Today, we’re pleased to be publishing a report entitled “Open Data Directory: Use Cases and Requirements”. The full report can be downloaded here.
As we noted in April when we released a draft for comment, quality rich information and content references are a need when you are dealing with innovative environments such as Open Data, where sharing and reusing are necessary routines in order to advance, and to give Open Data initiatives the visibility and recognition they need.
Although only a few years ago it was nearly impossible to find information and examples of Open Government Data initiatives and their components, there are currently a growing and varied number of Open Data resources all over the Web.
Given the increasing number of Open Data-related activities all around the world, and the social, economic or cultural diversity within the different countries, no single person or organization could grasp the whole scope of such a huge amount of information.
Any Government or organization interested in Open Data would greatly benefit from the existing and growing knowledge base and resources, so this scenario represents an invaluable opportunity to construct a neutral and trustable central directory that can help us to structure references, share best practices, and, generally speaking, mobilize the global Open Data community around it.
The Web Foundation has been built on this idea a definition of the functional and architectural requirements for the Open Data Directory platform (ODD) to support such a global directory of Open Data references and related information resources, that can range from scientific papers and studies to blog posts and to applications developed on top of Open Data.
The mission of the ODD would be to:
Provide leadership in the domain
Federate existing resources and act as a clearinghouse for them
Facilitate replication of successful examples
Help understand the challenges and benefits associated to Open Data
Provide a best practice itself
For that, this reference directory will not initially compile a vast number of references but will give priority to high-quality references endorsed by the Open Data community. The directory will be open to everybody’s contributions, but a group of content curators will be in charge of updates, evaluating any proposed reference before its incorporation.
Although this approach may raise some disadvantages with regards to flexibility it will also lead to great benefits, mainly higher quality and better organisation in the compilation of resources.
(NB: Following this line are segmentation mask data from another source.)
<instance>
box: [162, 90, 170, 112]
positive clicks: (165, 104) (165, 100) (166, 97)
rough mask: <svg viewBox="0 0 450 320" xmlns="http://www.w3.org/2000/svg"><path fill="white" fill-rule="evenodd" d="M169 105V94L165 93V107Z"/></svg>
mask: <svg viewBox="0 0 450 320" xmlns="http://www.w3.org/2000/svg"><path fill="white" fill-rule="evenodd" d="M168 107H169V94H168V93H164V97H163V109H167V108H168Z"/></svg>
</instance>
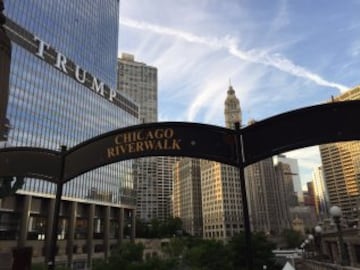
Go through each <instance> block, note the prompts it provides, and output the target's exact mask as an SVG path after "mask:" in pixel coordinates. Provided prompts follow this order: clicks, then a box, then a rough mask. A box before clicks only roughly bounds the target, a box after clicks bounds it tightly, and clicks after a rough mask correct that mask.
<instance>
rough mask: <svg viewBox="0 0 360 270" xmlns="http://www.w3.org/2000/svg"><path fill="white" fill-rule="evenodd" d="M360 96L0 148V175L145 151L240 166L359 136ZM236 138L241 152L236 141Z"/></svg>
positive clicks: (83, 172)
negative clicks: (49, 147)
mask: <svg viewBox="0 0 360 270" xmlns="http://www.w3.org/2000/svg"><path fill="white" fill-rule="evenodd" d="M359 115H360V101H346V102H336V103H328V104H322V105H317V106H312V107H307V108H303V109H299V110H295V111H291V112H287V113H284V114H280V115H277V116H274V117H271V118H268V119H266V120H263V121H260V122H257V123H255V124H252V125H249V126H247V127H244V128H241V129H240V130H238V131H236V130H232V129H226V128H222V127H218V126H213V125H205V124H197V123H186V122H161V123H149V124H142V125H136V126H131V127H127V128H121V129H117V130H113V131H111V132H108V133H105V134H102V135H100V136H97V137H94V138H92V139H90V140H88V141H85V142H83V143H81V144H79V145H77V146H75V147H73V148H70V149H69V150H67V151H64V152H60V151H54V150H49V149H41V148H32V147H10V148H4V149H1V150H0V176H21V177H33V178H34V177H35V178H39V179H44V180H46V181H51V182H55V183H58V182H67V181H69V180H71V179H72V178H74V177H76V176H78V175H81V174H83V173H85V172H87V171H90V170H92V169H95V168H98V167H101V166H104V165H107V164H110V163H114V162H119V161H122V160H128V159H134V158H138V157H145V156H180V157H181V156H186V157H194V158H204V159H208V160H214V161H218V162H221V163H225V164H229V165H233V166H239V165H240V163H242V164H243V165H245V166H246V165H249V164H252V163H254V162H257V161H259V160H261V159H264V158H266V157H270V156H273V155H275V154H278V153H282V152H286V151H290V150H294V149H298V148H302V147H307V146H312V145H318V144H323V143H330V142H339V141H349V140H359V139H360V125H357V124H356V122H354V119H356V118H357V117H358V116H359ZM237 136H240V137H241V140H240V141H241V147H242V157H241V158H239V153H237V150H236V149H237V148H236V146H235V144H236V143H235V142H236V138H237Z"/></svg>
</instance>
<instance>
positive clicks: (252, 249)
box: [232, 112, 254, 270]
mask: <svg viewBox="0 0 360 270" xmlns="http://www.w3.org/2000/svg"><path fill="white" fill-rule="evenodd" d="M232 119H233V120H234V128H235V131H236V139H235V144H236V153H237V161H238V169H239V181H240V189H241V198H242V208H243V219H244V232H245V243H246V246H247V248H246V250H245V254H246V265H247V269H248V270H253V269H254V265H253V264H254V262H253V248H252V241H251V228H250V217H249V208H248V201H247V194H246V184H245V172H244V170H245V164H244V156H243V155H244V153H243V144H242V137H241V136H242V135H241V129H240V121H241V120H240V114H239V113H237V112H234V113H233V115H232Z"/></svg>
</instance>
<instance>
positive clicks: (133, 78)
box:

An intermediate approach where frequent contributors can also act as content curators is also possible.
The expected final result would be a curated directory of valuable organized references that are considered a must know for any Open Data stakeholder, including public administration, academia, civil society, private sector, non-governmental institutions, professional consultants, media and publishing industries or topic specialists among others.
The directory will serve as guidance on issues such as:
Existing Open Data initiatives and reference institutions.
General questions and doubts about Open Data.
Technical questions on associated standards and technologies, such as formats, metadata, linked data, etc.
Guidelines and best practices for data publication and reuse.
Open Data policies and methodologies.
Impact studies and thematic reports: Economic, Social, Legal, Accountability, etc.
Implementation of Open Data in strategic areas such as: Health, Science, Transportation, Energy, Education, etc.
Educational and dissemination materials.
- Examples of services, applications and products.
We hope that the publication of this report will drive progress and bring the realisation of an Open Data Directory a step closer.
Last, we’d like to thank the Ford Foundation – their support made this project possible.